May 25, 2012

Dr. Seuss and Assimilation


A few weeks after I came from Germany to Utah colleagues in ministry at one of our monthly meetings kept referring to “The Gospel According to Dr. Seuss” and I had no clue what they were talking about. I was even too embarrassed to ask.
Asaad al-Saleh is an Assistant Professor of Arabic and Comparative Literature working for the Department of Languages and Literature and the Middle East Center at the University of Utah and he also experienced his Dr. Seuss moment, actually only a couple of miles away from where I had mine:

“Everything was going fine until one of my students told me that she was going to write about Dr. Seuss. I asked her who Dr. Seuss was, and the student, as well as the rest of the class, thought I was joking. But I was serious! Neither during my childhood nor during my first year had I heard about what I later realized to be the most famous author for children. When I look back now at that incident I realize that both my students and I had a mutual cultural shock; they could not believe that I did not know Dr. Seuss. Hardly could they believe that the only person who did not know anything about a certain cultural topic (or icon) was the teacher. One can imagine how hard it was to be that teacher!
I call it Dr. Seuss’s incident, and every time I reflect on this incident I realize that it was one of the turning points in my teaching career. Dr. Seuss‟s incident showed me that a teacher can be reduced to a humble learner by the same people he teaches. Dr. Seuss‟s incident exposed the huge gaps between students and their teachers who are from a different culture. These gaps cannot be measured or filled in a methodical or organized way as long as we keep silent about them. Dr. Seuss‟s incident gave me the insight that I was new to my students‟ culture, and they were obviously new to mine. Their knowledge of my culture was mere stereotypes and images of ‘otherness.'”
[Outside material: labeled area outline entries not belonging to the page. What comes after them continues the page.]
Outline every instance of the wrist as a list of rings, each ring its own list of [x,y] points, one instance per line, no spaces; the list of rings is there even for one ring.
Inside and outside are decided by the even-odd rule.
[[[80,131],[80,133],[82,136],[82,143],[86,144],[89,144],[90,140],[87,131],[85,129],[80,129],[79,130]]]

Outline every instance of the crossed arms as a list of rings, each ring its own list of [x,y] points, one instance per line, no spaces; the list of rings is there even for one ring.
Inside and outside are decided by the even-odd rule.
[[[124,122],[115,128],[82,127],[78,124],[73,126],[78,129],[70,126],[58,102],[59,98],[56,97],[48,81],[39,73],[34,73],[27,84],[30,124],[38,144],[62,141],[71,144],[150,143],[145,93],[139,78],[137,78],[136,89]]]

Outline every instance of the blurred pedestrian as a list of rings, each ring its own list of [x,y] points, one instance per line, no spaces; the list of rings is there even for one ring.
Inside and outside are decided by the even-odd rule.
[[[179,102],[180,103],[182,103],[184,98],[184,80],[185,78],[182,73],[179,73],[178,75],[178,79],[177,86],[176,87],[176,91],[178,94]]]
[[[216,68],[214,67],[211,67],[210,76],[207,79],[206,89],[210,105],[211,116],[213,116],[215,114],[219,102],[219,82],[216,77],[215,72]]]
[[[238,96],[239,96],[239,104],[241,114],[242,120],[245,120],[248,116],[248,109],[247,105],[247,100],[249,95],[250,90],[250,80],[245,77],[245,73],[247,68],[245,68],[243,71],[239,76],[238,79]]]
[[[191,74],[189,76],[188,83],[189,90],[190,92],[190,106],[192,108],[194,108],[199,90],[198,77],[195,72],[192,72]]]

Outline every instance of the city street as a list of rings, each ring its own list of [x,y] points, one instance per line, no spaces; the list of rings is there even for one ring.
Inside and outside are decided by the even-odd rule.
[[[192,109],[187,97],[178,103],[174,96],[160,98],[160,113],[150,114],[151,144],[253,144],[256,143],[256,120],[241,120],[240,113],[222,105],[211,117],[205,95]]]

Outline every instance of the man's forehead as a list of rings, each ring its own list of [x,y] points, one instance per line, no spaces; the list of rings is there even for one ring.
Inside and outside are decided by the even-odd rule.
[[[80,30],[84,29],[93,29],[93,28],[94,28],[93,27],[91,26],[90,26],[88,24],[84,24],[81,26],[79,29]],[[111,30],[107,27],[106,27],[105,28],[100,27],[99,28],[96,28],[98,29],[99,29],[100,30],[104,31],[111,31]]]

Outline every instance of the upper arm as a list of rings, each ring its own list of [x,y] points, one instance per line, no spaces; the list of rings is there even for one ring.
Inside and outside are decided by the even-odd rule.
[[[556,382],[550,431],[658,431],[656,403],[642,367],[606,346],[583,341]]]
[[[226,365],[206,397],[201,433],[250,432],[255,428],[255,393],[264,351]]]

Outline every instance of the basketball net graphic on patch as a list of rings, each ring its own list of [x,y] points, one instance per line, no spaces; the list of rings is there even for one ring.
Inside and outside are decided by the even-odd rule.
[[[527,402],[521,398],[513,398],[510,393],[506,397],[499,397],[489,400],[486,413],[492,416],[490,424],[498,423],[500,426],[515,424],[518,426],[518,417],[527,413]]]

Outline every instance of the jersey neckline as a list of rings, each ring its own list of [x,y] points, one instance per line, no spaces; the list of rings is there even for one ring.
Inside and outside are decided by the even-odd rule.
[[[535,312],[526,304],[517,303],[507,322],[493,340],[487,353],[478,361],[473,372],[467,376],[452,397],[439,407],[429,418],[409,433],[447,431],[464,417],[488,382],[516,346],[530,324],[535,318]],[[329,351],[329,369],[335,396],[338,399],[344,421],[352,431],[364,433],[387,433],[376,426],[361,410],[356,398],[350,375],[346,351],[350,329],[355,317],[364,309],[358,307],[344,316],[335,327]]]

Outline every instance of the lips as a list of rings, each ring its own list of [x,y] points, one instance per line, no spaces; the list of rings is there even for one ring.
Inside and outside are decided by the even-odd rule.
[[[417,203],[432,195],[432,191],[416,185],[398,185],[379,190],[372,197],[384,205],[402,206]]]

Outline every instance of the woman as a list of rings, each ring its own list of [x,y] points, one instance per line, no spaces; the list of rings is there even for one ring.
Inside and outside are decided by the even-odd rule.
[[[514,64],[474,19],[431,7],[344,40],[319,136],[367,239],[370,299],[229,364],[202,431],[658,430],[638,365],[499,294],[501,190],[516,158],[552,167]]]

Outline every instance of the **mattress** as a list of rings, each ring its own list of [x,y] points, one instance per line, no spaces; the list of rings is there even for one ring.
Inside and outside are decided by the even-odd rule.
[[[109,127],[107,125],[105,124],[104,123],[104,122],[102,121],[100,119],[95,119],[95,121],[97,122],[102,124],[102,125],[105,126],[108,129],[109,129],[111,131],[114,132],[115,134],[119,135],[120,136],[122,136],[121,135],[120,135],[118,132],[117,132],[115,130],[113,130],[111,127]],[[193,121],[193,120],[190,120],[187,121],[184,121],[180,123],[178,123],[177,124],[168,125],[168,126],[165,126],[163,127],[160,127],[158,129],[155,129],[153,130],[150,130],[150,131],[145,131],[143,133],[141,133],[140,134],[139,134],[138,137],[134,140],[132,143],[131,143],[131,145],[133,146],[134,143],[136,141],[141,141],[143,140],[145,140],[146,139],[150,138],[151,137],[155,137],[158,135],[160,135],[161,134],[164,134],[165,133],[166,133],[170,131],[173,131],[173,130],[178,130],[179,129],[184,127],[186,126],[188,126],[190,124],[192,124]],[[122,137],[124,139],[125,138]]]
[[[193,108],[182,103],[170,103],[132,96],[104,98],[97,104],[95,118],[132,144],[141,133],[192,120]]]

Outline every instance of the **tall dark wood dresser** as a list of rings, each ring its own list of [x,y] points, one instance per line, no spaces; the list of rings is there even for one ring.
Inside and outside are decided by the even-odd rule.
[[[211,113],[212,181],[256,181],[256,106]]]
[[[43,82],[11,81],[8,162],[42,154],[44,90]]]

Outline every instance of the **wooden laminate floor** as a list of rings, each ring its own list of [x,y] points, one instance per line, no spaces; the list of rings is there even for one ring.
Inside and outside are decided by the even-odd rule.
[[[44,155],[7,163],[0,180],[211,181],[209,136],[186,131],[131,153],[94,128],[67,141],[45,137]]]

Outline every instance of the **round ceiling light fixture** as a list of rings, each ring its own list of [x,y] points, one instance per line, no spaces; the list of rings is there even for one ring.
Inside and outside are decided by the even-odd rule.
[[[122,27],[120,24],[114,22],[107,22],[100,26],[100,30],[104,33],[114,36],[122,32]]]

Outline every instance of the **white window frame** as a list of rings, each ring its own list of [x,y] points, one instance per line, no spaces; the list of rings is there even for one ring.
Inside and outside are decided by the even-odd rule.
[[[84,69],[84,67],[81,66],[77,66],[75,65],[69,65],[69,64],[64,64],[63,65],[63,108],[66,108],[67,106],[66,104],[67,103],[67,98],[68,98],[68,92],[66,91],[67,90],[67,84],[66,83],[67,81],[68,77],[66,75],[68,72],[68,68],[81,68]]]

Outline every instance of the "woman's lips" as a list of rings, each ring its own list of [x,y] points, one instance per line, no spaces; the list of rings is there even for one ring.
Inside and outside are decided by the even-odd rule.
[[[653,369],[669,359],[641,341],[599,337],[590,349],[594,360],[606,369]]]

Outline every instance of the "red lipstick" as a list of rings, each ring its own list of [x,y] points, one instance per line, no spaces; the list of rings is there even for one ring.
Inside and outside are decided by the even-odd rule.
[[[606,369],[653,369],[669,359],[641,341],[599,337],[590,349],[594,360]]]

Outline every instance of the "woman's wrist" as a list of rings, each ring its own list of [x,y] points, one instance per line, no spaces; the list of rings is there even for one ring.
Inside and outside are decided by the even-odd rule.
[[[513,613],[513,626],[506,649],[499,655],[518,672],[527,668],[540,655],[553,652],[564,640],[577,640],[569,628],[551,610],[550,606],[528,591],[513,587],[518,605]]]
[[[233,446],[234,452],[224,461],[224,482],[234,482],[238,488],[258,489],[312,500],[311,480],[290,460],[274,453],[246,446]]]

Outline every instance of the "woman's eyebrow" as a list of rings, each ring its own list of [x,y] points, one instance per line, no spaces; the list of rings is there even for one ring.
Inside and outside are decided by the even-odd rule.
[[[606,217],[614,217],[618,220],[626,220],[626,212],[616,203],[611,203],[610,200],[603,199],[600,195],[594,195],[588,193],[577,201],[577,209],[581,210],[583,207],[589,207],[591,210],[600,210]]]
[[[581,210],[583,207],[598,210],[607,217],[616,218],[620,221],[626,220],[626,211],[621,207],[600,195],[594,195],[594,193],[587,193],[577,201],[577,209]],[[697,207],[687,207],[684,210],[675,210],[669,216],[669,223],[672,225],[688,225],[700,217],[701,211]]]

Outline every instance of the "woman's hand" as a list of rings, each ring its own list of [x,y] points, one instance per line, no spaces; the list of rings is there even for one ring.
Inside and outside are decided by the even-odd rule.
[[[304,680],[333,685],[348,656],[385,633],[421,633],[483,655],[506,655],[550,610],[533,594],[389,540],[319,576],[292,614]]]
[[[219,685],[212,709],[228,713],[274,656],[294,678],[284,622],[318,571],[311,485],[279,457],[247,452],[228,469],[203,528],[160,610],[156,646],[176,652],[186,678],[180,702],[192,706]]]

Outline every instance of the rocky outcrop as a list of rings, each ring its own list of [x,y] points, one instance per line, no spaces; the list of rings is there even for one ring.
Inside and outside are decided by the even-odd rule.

In his paper “Composition Teachers from Different Cultures: Where is Pedagogy?” Al-Saleh also reflects on his name:

“Coming from diverse foreign language backgrounds, international composition teachers like myself often find themselves unintentionally given names that fit the English spelling and pronunciation, compromising their original names either partially, if they come from European languages, or completely, if they come from Eastern languages, such as my native Arabic. More often than not, I personally feel that I am “bell hooked” as I am called by a name that does not sound like my real one.”

I have never looked at it this way but I also changed my name, when moving to America. All of a sudden the A in my first name sounded differently. I am no longer called by the name I grew up with, I was baptized with. It obviously has not had a huge impact on me so far but it is worth noticing, now that I am aware of it.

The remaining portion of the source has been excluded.